New Dish CEO ‘Watching’ Netflix

23 May, 2011 By: Erik Gruenwedel


Incoming chief executive Joe Clayton said Netflix should think twice about trying to dominate streaming business.


He doesn’t become CEO of Dish Network LLC until next month, but that didn’t stop Joe Clayton from making known that the satellite TV operator plans to aggressively utilize recent acquisitions Blockbuster, Hughes Communications and DBSD North America to create a new video platform designed to compete against other multichannel video distributors, including Netflix.

In a recent interview with The Associated Press, Clayton said he envisions changing the Englewood, Colo.-based satellite TV’s video distribution system through an undefined platform that may incorporate Blockbuster’s By Mail subscription service and select video stores, among other properties.

Dish May 19 said it would give new satellite TV subscribers free 90-day memberships to Blockbuster’s online subscription service, which also includes five free in-store rental exchanges per month. Clayton said he wouldn’t rule out additional acquisitions to complement Blockbuster and other properties.

“We put the straight pieces of the puzzle together on the edges, now we're filling in the middle,” Clayton told the AP. “The basic building blocks are in place to add additional ones on top of it for, like I said, a landscaping change in the industry.”

Clayton, a former CEO with Sirius Satellite Radio, May 16 was tapped to replace Dish founder and current CEO Charlie Ergen, effective next month. Ergen remains Dish’s chairman.

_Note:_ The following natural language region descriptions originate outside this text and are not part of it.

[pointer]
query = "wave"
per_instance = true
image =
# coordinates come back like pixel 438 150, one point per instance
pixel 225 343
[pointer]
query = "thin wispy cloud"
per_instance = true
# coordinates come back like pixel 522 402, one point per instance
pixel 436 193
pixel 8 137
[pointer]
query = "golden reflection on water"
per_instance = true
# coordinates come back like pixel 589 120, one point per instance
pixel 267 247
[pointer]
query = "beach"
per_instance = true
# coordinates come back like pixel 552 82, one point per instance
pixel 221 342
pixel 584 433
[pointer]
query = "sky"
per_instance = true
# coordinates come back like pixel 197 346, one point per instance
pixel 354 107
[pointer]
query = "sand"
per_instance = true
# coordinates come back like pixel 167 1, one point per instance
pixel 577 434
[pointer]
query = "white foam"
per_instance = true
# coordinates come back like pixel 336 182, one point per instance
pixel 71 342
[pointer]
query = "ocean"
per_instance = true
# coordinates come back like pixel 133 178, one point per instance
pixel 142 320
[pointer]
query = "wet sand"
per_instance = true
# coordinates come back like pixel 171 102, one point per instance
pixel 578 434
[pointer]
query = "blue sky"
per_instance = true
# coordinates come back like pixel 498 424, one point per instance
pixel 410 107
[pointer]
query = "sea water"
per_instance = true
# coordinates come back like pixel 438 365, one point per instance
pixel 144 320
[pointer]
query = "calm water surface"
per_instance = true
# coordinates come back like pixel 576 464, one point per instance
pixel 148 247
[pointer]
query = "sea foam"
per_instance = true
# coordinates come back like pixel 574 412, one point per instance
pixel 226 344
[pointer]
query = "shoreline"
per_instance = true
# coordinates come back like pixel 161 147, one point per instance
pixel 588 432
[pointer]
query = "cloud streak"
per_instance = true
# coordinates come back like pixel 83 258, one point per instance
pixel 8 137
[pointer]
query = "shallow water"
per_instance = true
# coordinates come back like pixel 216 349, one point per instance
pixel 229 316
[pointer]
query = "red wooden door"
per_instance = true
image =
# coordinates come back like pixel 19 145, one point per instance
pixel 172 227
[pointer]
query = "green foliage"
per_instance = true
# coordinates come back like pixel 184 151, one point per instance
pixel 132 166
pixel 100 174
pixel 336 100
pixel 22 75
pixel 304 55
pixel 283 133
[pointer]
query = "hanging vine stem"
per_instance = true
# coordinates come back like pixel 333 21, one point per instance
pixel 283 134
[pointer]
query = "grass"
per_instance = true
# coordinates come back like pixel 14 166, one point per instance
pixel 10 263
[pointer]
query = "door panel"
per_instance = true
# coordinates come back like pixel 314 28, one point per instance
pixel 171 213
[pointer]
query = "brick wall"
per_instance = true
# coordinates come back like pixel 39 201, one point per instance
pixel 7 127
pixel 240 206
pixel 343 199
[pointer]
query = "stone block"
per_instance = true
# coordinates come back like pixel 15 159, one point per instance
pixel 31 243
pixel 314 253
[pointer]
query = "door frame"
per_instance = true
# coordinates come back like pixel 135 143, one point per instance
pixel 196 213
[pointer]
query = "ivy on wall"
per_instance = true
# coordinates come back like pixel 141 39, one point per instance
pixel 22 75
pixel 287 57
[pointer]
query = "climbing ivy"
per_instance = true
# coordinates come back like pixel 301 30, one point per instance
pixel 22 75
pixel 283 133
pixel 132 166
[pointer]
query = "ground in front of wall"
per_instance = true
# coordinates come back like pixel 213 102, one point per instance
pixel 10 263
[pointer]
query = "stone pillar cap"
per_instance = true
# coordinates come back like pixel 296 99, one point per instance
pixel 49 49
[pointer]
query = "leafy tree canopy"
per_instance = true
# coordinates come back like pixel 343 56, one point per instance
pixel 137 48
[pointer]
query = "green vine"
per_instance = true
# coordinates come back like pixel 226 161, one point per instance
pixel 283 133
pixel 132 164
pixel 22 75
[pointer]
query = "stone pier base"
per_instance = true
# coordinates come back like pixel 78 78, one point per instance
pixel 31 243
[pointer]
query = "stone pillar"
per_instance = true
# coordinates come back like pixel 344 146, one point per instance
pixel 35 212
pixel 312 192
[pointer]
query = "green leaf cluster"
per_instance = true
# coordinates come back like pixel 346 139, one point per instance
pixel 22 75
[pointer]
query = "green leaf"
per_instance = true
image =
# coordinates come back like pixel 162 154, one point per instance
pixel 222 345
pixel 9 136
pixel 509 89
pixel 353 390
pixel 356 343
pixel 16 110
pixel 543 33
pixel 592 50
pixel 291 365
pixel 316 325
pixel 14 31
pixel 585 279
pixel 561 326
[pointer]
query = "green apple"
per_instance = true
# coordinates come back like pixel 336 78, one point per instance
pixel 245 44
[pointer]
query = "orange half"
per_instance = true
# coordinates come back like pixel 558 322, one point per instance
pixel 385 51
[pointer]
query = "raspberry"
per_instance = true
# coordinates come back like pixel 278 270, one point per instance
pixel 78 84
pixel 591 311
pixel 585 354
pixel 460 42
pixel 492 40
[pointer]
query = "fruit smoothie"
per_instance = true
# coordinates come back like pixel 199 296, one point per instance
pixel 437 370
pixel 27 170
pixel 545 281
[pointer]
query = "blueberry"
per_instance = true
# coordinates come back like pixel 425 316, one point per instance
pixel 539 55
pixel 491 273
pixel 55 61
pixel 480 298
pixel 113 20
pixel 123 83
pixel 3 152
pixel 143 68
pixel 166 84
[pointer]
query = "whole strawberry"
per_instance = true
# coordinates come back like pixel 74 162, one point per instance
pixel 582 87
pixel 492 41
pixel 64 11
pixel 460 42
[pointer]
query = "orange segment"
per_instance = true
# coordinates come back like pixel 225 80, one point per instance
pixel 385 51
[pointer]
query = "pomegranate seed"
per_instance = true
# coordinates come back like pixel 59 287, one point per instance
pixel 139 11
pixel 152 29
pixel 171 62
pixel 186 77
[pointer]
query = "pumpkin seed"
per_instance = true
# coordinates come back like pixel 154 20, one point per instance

Clayton, who remains on the board of Dish parent EchoStar Communications, said Dish plans to challenge Netflix’s trailblazing subscription video-on-demand service, which rapidly is emerging as top Internet activity challenging previously-assumed primetime network TV viewing habits.

“If I were them, I'd be watching what's going on,” he said. “I'd stay tuned. Because no one's going to have a monopoly on this, and I'm sure it's not just our company that's looking at trying to take a small piece of the pie from Netflix.”

Indeed, while at Sirius, Clayton signed shock jock Howard Stern and helped merge the company with rival XM Satellite Radio.